Elinize sağlık öğretmenim. Ben hikaye hakkında ek bilgi vereyim. Bu bir şiirin çevirisi aslında ve iki versiyonu var. Orjinal versiyonu
And he began to make pink and orange and blue flowers.
He liked his new school,
Even if it didn't have a door
Right in from the outside!
ve pembe, portakal ve mavi çiçekler çizmeye başladı, yeni okulunu çok sevdi dışarıda kestirme bir kapısı olmasa dahi.

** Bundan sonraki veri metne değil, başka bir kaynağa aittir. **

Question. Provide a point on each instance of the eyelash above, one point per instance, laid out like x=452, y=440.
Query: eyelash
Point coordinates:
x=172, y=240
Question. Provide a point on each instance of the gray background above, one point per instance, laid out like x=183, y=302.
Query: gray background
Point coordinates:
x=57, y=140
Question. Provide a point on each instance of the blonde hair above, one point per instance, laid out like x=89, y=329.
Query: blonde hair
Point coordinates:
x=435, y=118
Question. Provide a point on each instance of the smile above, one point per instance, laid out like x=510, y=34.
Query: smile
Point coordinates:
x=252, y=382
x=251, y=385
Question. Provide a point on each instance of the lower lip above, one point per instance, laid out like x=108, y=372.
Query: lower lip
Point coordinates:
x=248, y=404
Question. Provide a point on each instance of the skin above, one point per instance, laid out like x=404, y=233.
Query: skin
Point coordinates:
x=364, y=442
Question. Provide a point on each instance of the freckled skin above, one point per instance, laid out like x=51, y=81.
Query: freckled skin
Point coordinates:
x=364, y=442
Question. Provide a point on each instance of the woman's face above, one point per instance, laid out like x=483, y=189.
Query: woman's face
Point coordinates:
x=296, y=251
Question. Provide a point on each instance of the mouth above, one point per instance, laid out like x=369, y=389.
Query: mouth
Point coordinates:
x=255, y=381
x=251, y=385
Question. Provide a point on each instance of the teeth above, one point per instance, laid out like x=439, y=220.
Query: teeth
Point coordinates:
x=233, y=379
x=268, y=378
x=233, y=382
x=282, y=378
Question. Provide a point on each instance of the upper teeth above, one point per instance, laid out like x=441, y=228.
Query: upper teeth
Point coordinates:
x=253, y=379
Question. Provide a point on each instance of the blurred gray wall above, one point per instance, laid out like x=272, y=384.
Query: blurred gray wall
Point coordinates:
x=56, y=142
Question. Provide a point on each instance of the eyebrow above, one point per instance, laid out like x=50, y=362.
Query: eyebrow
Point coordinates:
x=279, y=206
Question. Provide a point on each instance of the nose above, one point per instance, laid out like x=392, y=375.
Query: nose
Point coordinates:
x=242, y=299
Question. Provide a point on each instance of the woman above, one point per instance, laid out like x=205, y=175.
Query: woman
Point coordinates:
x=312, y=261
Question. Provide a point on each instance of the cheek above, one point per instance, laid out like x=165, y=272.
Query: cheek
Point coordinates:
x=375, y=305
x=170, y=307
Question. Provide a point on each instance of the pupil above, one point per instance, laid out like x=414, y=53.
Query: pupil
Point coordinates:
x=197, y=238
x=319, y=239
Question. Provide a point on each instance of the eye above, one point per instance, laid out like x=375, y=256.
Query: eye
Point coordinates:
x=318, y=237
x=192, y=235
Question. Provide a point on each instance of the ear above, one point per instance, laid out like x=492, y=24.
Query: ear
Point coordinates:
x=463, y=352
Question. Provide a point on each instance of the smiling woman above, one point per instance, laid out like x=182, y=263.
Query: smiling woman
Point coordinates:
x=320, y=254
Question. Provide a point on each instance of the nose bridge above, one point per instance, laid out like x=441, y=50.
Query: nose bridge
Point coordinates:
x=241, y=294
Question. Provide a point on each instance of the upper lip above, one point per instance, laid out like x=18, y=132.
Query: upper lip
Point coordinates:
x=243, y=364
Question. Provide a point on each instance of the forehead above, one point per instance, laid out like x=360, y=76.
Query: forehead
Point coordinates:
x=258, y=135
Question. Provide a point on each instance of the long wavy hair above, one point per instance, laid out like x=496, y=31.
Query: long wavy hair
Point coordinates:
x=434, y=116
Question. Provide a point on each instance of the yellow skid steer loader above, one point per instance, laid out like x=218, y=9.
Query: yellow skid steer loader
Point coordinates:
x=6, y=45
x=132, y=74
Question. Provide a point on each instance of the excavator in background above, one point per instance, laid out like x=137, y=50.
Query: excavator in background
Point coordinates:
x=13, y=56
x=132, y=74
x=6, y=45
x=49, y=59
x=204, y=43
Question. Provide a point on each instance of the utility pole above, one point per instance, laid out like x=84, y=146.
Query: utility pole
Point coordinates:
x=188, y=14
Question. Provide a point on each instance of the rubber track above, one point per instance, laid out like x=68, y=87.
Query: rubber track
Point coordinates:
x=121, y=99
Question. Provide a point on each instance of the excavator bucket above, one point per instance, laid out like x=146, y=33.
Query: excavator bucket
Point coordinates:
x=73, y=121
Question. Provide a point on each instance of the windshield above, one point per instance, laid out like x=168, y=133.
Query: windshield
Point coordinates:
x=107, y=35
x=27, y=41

ile bitiyor. Sizin yazdığınız da aynen dediğini gibi
Orjinali
Alternatifi
Volkan Bal
20.10.2012
Paylaşımınız için teşekkür ederim Öğretmenim.Çocuklarımızın yaratıcılıklarını köreltmeden eğitebilmek önemli.Ne yazık ki zaman zaman gözden bu durumu kaçırabiliyoruz.
F.Bilge KAPLAN
21.10.2012
İlk kez duymama rağmen birçok duyguma tercüman oldu. Çok beğendim.
Ali Kara
21.10.2012
Bu hikayeyi her dinlediğimde aklıma Ken Robinson'un http://www.ted.com/talks/lang/tr/ken_robinson_says_schools_kill_creativity.html linkindeki "Okullar Yaratıcılığı Öldürüyor!" videosu geliyor. Benim de zaman zaman düştüğüm bu hatayı yeniden hatırlattığın için teşekkürler Hocam...
Mustafa Göktaş
21.10.2012
İnsanı düşündürüyor.Keşke daha çok öğretmene ,anne babaya ulaşsa bu yazılar da bir şeyleri değitirebilsek.Fotokopi çekip ellerine veriyorum öğrencilerimin.Bu arada ben de soluklanıyorum.27 öğrencimi 27 si de farklı,bambaşka boyuyorlar.Boyamaları tek tek inceliyorum,şaşırıyorum.27 ÖĞRENCİ,27 FARKLILIK...Karışmamak gerekiyor bence.Ne renk boyayayı öğretmenim dediklerinde:O kağıtlar sizin.Dilediğiniz renkle boyayın.Bu sefer yanıma gelip :Hangi renkleri seversiniz?Şimdiki çocuklar harika Baykal Bey.
Esin Özbay
17.11.2012
Evet Esin Hocam işin bir de bu yönü var. Şimdiki çocuklar bir başka. Artık eskisi gibi öğretmenin ne söyleyeceğine bakan çocuklardan ziyade daha özgür, daha öz güvenli ve kendi kararlarına göre hareket eden çocuklar artmaya başladı. Böylesi daha iyi belki ve biz kendimizi bu çocuklara göre şekillendirmeliyiz yanılıyor muyum?